934 milhões de reais captados via Lei Rouanet por 2 400 projetos estão com a prestação de contas irregular
Ao longo da investigação das pendências no Ministério da Cultura, VEJA constatou denúncias que misturam interesses públicos e privados no uso da verba da cultura. A Fundação José Sarney, criada pelo ex-presidente para manter um museu com o acervo reunido em seu governo, jamais prestou contas de dois projetos, que somam 1,6 milhão de reais e estão soterrados em uma avalanche de suspeitas que abrangem desvios, superfaturamentos e emissão de notas frias. A fundação fechou as portas em 2015, mas o processo tramita até hoje no Tribunal de Contas da União. Fundadora do Fórum Faz Cultura, que recebe denúncias de irregularidades em projetos culturais, Flavia Faria Lima levanta outro problema: os encarregados de elaborar pareceres sobre os projetos são pessoas de fora, contratadas, e não servidores. “O sistema gera suspeitas de manipulação. O ideal seria ter na função servidores de carreira bem treinados”, diz.
O entrelaçamento do dinheiro público com os interesses de marketing do setor privado promovido pela Lei Rouanet, aliás, está no centro de uma polêmica que se arrasta há décadas e ganha força quando ocorrem desastres como a extensão dos benefícios à empresa Brasil Connects Cultura, a maior devedora do MinC. É dela o projeto mais caro sem prestação de contas até hoje — uma exposição itinerante sobre os 500 anos do Brasil, que captou 23,2 milhões de reais entre 1999 e 2002. O presidente da Brasil Connects era Edemar Cid Ferreira, dono do Banco Santos, condenado a 21 anos de cadeia por formação de quadrilha, lavagem de dinheiro e gestão fraudulenta (a sentença acabou anulada). Ferreira faliu, a Brasil Connects fechou e a chance de devolução dos recursos captados é praticamente nula.

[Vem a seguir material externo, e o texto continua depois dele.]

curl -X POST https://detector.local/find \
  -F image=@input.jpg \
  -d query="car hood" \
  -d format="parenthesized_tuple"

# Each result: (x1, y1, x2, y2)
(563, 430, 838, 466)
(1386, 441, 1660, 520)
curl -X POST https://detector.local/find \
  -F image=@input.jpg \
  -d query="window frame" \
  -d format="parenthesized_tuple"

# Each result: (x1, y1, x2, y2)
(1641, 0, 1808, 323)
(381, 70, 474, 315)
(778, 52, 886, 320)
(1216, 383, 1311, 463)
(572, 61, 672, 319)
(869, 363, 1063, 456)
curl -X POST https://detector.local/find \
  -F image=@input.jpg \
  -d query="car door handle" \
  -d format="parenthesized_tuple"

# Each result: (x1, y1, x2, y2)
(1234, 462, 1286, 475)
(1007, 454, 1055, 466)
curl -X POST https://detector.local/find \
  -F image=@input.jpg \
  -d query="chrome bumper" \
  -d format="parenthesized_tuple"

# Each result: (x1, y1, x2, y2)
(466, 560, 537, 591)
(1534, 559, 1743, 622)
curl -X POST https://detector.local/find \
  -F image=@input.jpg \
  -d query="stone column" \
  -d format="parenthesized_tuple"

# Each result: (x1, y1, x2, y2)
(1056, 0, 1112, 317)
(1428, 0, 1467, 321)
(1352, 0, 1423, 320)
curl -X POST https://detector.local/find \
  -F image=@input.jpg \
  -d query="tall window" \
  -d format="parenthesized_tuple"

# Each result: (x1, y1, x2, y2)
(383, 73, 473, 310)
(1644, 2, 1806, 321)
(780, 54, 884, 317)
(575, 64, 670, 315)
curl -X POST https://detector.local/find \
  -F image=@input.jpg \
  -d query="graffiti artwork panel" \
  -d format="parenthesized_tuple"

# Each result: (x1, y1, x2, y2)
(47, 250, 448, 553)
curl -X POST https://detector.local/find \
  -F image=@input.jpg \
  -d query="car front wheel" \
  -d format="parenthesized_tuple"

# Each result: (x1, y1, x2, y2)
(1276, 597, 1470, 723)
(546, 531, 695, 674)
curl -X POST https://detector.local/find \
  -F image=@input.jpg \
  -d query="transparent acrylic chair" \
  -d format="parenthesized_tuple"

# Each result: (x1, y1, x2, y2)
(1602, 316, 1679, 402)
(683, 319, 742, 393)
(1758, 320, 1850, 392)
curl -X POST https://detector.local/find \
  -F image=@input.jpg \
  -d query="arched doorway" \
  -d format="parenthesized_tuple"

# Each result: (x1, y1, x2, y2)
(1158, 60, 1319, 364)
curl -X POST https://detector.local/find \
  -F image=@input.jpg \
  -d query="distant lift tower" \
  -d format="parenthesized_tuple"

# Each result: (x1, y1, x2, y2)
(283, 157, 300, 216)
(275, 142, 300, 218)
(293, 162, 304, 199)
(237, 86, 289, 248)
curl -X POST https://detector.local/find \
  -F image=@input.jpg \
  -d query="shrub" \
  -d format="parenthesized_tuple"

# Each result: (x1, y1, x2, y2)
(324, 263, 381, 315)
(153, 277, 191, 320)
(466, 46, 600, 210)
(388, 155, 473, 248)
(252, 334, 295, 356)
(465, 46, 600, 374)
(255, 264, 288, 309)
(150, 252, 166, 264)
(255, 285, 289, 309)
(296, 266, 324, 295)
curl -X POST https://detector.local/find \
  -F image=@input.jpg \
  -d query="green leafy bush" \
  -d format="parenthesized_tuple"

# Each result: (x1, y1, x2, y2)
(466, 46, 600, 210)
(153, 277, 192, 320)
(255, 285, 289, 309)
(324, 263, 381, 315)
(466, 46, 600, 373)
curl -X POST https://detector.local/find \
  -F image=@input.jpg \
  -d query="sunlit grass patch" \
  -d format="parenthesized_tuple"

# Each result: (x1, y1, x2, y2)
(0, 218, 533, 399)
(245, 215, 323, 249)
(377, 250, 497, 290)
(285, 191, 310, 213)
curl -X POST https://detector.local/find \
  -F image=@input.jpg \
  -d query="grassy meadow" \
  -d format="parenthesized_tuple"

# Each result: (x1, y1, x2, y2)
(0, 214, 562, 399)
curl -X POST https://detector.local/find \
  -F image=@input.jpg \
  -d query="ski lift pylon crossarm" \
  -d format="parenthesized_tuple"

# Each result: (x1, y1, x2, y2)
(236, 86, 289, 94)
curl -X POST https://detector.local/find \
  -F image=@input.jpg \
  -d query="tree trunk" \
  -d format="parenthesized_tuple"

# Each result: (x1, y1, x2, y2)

A Lei Rouanet foi promulgada em dezembro de 1991 e leva o nome de seu criador, Sergio Paulo Rouanet, secretário de Cultura de Fernando Collor de Mello. Cerca de 90% dos recursos são bancados via mecenato, ou seja, pela iniciativa privada, que em troca abate os valores de impostos devidos (os outros 10% vêm do próprio governo). O modelo é inspirado no que é praticado nos Estados Unidos, que também alivia nos impostos, mas com controles muito mais rígidos. A falta de critérios bem definidos na versão brasileira permite que 3% dos financiadores movimentem metade dos recursos e que 80% irriguem atividades culturais no Sudeste. Para piorar, como mostra o levantamento de VEJA, boa parte do dinheiro captado é pega na malha fina da análise das prestações de contas e lá permanece, anos a fio, sem solução nem retorno. Sim, a Lei Rouanet tem uma boa intenção, mas seu gerenciamento é calamitoso.